The Kendrick standard dual channel dew heater controller is simple, easy to use, compact and lightweight. It has four 12 VDC power outputs with a total 14 amp capacity. There are two separate control knobs, each knob controlling two outputs over a 0% to 100% power range. There is a tactile click indication at 50% power on both knobs. The sleek plastic case measures 3" long x 4" wide x 1.35" deep (1.75" counting the control knobs). There are two LED indicators, one for each channel, to show when the power is on. The controller has a fused male cigarette lighter plug on a detachable 6' long cord. This allows connection to a car's cigarette lighter plug or (preferably) a rechargeable 12V DC battery (to avoid accidentally draining your car battery and leaving you stuck at your dark sky site after a night of observing). The Kendrick standard controller is fused onboard. There are four RCA jacks on the controller into which you can plug your heater strips. With the addition of an optional RCA splitter cord or cords, 5 to 6 heaters can be attached, as long as you don't exceed the maximum output capacity of the controller. This would allow you, for example, to use heaters for the main objective of a small scope, both ends of a finder or guide scope, an eyepiece and a Telrad.
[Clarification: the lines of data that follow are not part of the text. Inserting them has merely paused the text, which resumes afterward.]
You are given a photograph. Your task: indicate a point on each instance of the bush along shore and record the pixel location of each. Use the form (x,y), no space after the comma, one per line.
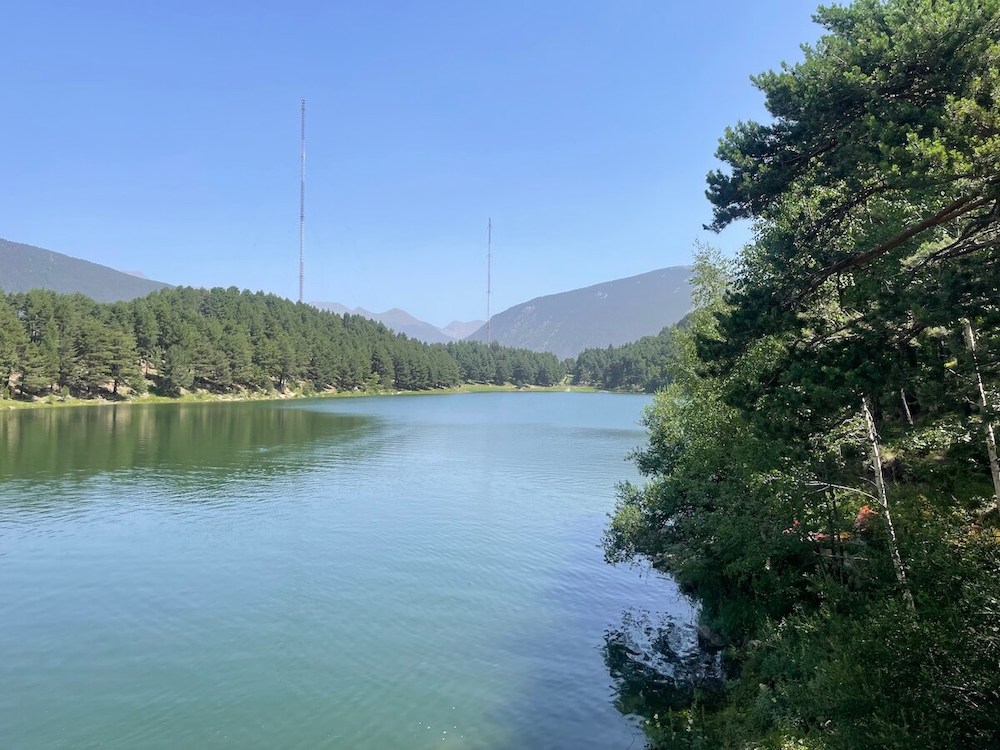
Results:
(821,472)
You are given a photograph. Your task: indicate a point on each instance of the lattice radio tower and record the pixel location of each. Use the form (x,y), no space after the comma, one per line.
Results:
(302,203)
(489,277)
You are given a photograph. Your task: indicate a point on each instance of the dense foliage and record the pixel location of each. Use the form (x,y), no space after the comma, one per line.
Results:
(643,365)
(225,340)
(822,468)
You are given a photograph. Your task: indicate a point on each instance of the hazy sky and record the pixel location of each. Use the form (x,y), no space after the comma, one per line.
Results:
(163,137)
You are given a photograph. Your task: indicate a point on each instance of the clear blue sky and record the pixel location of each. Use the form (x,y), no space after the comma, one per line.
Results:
(164,138)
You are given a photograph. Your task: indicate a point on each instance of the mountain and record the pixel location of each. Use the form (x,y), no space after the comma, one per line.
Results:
(608,314)
(402,322)
(459,329)
(24,267)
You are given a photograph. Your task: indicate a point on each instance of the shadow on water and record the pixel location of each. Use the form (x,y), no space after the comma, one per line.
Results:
(84,442)
(657,663)
(606,658)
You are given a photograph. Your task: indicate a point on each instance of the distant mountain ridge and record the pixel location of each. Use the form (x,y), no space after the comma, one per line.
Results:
(608,314)
(402,322)
(24,267)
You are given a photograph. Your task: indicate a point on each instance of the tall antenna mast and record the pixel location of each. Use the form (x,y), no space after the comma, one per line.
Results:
(489,277)
(302,204)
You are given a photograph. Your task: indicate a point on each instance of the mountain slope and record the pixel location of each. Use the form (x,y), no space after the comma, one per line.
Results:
(24,267)
(609,314)
(397,320)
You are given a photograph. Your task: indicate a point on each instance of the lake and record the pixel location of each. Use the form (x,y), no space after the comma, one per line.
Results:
(388,572)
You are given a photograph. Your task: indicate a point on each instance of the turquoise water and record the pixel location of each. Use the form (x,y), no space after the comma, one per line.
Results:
(394,572)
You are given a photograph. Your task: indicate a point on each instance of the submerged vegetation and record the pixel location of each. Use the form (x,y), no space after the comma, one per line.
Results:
(821,470)
(227,341)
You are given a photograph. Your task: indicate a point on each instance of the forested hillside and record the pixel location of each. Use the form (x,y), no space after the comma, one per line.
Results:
(822,470)
(24,267)
(227,340)
(642,365)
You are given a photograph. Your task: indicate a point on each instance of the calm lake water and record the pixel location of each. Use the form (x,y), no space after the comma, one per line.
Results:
(394,572)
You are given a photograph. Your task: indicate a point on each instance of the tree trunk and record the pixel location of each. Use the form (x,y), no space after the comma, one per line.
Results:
(897,561)
(906,407)
(991,440)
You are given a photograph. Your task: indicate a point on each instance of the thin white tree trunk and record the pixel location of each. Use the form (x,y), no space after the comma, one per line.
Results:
(991,440)
(897,561)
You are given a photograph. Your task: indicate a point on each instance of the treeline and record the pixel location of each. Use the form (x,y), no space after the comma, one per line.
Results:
(225,340)
(643,365)
(479,363)
(822,468)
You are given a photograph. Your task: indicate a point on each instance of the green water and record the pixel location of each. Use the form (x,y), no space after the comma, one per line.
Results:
(396,572)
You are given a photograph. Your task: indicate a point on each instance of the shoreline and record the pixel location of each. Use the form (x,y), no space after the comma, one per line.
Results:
(204,397)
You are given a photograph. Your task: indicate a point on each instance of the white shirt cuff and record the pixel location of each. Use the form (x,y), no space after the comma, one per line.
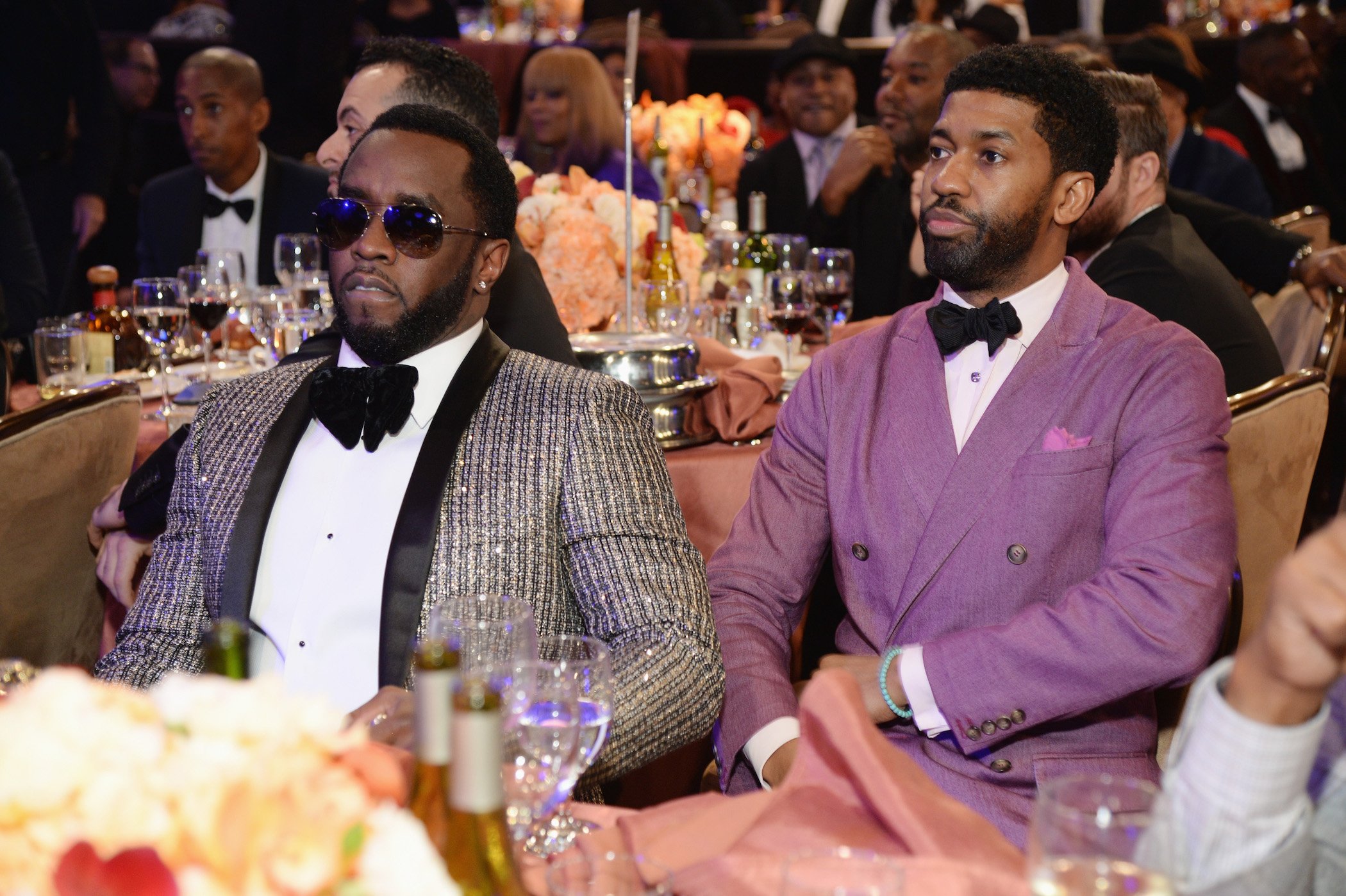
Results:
(916,684)
(770,738)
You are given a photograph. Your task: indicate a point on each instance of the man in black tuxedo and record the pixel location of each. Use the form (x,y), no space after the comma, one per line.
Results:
(1276,73)
(1134,247)
(236,194)
(817,93)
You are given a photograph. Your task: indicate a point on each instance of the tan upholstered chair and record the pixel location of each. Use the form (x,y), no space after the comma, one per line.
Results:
(57,462)
(1274,447)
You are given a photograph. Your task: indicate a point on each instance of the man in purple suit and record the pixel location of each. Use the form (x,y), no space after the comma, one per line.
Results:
(1020,483)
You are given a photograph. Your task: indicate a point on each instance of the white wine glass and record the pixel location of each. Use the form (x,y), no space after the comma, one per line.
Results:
(1097,834)
(159,320)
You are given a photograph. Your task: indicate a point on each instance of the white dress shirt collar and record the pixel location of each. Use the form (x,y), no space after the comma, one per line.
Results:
(435,369)
(1034,303)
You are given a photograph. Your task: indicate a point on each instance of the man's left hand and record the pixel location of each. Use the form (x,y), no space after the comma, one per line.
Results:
(866,673)
(389,717)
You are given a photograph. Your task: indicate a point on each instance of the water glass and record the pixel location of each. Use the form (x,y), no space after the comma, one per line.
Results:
(831,281)
(60,356)
(667,307)
(1097,834)
(609,875)
(842,872)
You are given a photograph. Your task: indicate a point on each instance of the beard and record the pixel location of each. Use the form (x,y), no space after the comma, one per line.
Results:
(995,249)
(416,330)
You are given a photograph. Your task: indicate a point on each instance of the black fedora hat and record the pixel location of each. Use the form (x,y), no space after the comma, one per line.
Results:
(1162,60)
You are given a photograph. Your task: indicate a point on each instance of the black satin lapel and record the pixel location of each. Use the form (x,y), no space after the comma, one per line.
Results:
(236,590)
(418,522)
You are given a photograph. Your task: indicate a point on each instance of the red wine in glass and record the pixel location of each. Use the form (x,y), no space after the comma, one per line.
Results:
(208,314)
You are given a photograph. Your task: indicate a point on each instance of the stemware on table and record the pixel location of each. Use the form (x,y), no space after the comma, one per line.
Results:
(159,319)
(832,272)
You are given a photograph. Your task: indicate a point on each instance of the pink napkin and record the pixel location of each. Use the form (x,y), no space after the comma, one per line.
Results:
(849,788)
(744,402)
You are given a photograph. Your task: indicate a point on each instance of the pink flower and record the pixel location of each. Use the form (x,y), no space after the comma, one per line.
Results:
(1058,439)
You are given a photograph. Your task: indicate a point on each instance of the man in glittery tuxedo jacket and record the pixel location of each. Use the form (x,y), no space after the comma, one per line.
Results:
(482,470)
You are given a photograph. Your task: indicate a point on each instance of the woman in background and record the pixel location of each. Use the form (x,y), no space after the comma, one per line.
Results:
(570,117)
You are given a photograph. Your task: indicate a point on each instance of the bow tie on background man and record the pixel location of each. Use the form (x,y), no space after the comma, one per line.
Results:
(954,326)
(373,401)
(216,206)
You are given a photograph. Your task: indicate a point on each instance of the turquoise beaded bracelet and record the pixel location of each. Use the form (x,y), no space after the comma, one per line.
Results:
(883,684)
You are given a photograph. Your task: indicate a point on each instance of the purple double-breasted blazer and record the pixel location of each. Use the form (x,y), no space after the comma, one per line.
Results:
(1052,591)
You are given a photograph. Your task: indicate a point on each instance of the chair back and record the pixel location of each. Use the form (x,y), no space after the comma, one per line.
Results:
(57,462)
(1310,221)
(1277,429)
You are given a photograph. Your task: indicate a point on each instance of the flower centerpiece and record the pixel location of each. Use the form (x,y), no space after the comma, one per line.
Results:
(727,131)
(201,788)
(575,226)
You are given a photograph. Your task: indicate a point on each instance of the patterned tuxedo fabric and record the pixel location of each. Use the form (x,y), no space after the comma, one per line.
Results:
(536,479)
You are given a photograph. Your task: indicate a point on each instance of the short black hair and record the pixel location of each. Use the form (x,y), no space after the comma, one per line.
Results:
(439,77)
(489,182)
(1073,116)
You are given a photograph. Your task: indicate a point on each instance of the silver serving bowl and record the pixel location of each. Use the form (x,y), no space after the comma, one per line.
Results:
(660,368)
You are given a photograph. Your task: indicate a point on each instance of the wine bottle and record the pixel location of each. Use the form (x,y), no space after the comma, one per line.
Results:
(224,646)
(658,158)
(481,858)
(756,145)
(436,670)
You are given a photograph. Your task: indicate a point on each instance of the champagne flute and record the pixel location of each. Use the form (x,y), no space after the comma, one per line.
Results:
(789,306)
(1097,834)
(832,270)
(159,319)
(590,662)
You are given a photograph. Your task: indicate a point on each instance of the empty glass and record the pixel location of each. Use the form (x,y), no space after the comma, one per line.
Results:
(159,319)
(842,872)
(831,281)
(1097,834)
(60,356)
(609,875)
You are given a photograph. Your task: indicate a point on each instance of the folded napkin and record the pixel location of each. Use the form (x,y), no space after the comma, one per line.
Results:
(744,402)
(849,788)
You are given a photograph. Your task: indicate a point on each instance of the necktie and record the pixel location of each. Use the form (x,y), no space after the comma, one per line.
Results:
(954,326)
(373,401)
(216,206)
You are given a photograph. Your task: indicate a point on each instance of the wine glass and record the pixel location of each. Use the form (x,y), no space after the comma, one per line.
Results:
(590,662)
(159,319)
(540,739)
(840,872)
(832,270)
(1097,834)
(789,306)
(206,307)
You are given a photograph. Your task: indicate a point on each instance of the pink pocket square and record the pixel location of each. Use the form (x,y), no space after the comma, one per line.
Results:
(1058,439)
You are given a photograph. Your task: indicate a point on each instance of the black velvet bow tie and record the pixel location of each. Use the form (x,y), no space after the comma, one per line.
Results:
(373,401)
(216,206)
(954,326)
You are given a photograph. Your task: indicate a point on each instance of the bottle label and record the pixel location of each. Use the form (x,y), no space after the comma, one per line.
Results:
(434,716)
(477,784)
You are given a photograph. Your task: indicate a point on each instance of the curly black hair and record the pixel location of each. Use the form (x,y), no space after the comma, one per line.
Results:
(489,182)
(439,77)
(1073,116)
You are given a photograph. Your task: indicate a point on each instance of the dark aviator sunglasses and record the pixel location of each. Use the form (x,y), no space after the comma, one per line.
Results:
(415,230)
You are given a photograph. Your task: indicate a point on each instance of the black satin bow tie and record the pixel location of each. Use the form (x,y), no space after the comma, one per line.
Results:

This Kendrick standard controller uses MOSFET (metal oxide semiconductor field effect transistor) transistors in the controller circuit board and each power output so there are no voltage drops. This gives you the best possible performance out of your heater strips. There is a low voltage cut-off control with an LED indicator light (a Kendrick standard) and there is an LED overcurrent indicator at both outputs. In addition, the Kendrick controller is reverse polarity protected.
The power output from the Kendrick controller can be varied from 0% to 100%. As the controller is a Pulse Width Modulation duty cycle switch, it controls the power going to your heaters by turning the power on and off many times each minute. When the controller is set to the 50% point, for example, the heaters draw the same amount of current whenever they are on, but they are on only 50% of the time. Low to medium is the recommended setting for most observing conditions. The controller is RFI (radio frequency interference) free, an absolute necessity if you are digital imager.